Fevipiprant wins for diversifying mechanism against PGD2-driven follicle inhibition, oral convenience, and synergy in advanced multi-agent hair stacks where androgen suppression alone is maxed out.

Minoxidil wins for sheer regrowth efficacy, proven outcomes, universal availability (topical and oral), and a decades-deep safety track record backing real-world hair retention across scenarios.
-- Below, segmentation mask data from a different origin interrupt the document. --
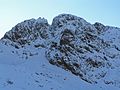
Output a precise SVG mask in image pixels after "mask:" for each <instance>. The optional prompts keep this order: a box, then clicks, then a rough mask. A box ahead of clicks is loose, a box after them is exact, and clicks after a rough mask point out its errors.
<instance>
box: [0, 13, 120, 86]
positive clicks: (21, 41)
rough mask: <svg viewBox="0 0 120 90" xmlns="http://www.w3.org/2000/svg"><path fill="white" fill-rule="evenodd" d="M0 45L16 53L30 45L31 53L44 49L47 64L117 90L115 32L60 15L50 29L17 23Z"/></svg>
mask: <svg viewBox="0 0 120 90" xmlns="http://www.w3.org/2000/svg"><path fill="white" fill-rule="evenodd" d="M1 42H4V44H6V45H12V46H13V47H15V48H17V49H21V48H24V47H26V46H30V45H31V46H34V48H35V49H36V48H39V47H41V48H45V49H44V50H45V56H46V58H47V60H48V61H49V62H50V63H51V64H53V65H56V66H58V67H61V68H63V69H65V70H68V71H70V72H72V73H73V74H75V75H77V76H79V77H80V78H81V79H82V80H84V81H86V82H88V83H99V82H101V80H102V81H103V82H104V83H105V84H114V85H116V83H117V85H116V86H120V83H119V82H120V80H119V79H118V78H116V77H119V74H118V75H117V74H115V72H116V71H117V70H119V68H120V67H119V66H120V29H119V28H116V27H110V26H105V25H103V24H101V23H98V22H96V23H95V24H90V23H89V22H87V21H86V20H84V19H83V18H80V17H77V16H74V15H71V14H60V15H58V16H56V17H55V18H54V19H53V22H52V24H51V25H49V24H48V22H47V20H46V19H42V18H38V19H30V20H26V21H24V22H21V23H19V24H17V25H16V26H15V27H13V28H12V30H10V31H9V32H7V33H6V34H5V35H4V37H3V38H2V39H1ZM33 44H34V45H33ZM38 53H39V52H38ZM38 55H39V54H38ZM28 58H29V57H28ZM118 73H119V72H118ZM111 75H113V76H111ZM111 78H112V79H111Z"/></svg>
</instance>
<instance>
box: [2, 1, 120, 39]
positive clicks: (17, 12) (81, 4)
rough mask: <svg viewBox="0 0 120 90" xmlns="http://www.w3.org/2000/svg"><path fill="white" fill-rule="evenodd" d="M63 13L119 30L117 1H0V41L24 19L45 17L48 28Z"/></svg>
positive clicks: (90, 22) (119, 22)
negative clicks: (81, 17)
mask: <svg viewBox="0 0 120 90" xmlns="http://www.w3.org/2000/svg"><path fill="white" fill-rule="evenodd" d="M62 13H68V14H73V15H77V16H79V17H82V18H84V19H85V20H87V21H88V22H90V23H92V24H93V23H95V22H101V23H103V24H104V25H110V26H117V27H120V0H0V38H1V37H3V35H4V34H5V32H7V31H9V30H11V28H12V27H14V26H15V25H16V24H17V23H20V22H22V21H24V20H26V19H31V18H35V19H37V18H38V17H44V18H46V19H47V20H48V22H49V24H51V22H52V19H53V18H54V17H55V16H57V15H59V14H62Z"/></svg>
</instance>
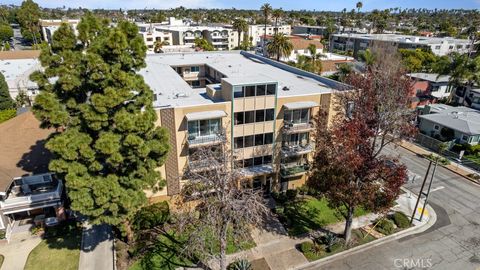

Minoxidil's benefits are consistent and reproducible; fevipiprant remains experimental, with efficacy unproven in AGA.

Pick Fevipiprant if:

• The protocol is targeting the PGD2/DP2 axis specifically (e.g., in a fin/dut + minox stack, to address androgen resistance).
• Other avenues (5-AR inhibitors, AR antagonists, minoxidil) are maxed and additional regrowth is being pursued via new mechanism.
• There is a biochemical or mechanistic interest in DP2 antagonism or documented PGD2-driven hair loss.
• Experimentation in a research context is acceptable, and the investigator is prepared for an unclear efficacy profile.
• Side-effect mitigation is prioritized (fevipiprant's profile in asthma trials is relatively mild vs. other oral agents).

Pick Minoxidil if:

• Maximizing hair regrowth in androgenetic alopecia with a gold-standard, proven option is the goal.
• Sourcing, cost, and ease of use (topical or oral) are priorities.
• The research goal includes immediate, visible effects within 3–6 months and long-term sustainability with continued administration.
• A reliable backbone for holding or regrowing density is required (minoxidil stacks with both antiandrogens and novel agents).
• A protocol favoring well-documented outcomes and manageable, well-understood side effects is preferred.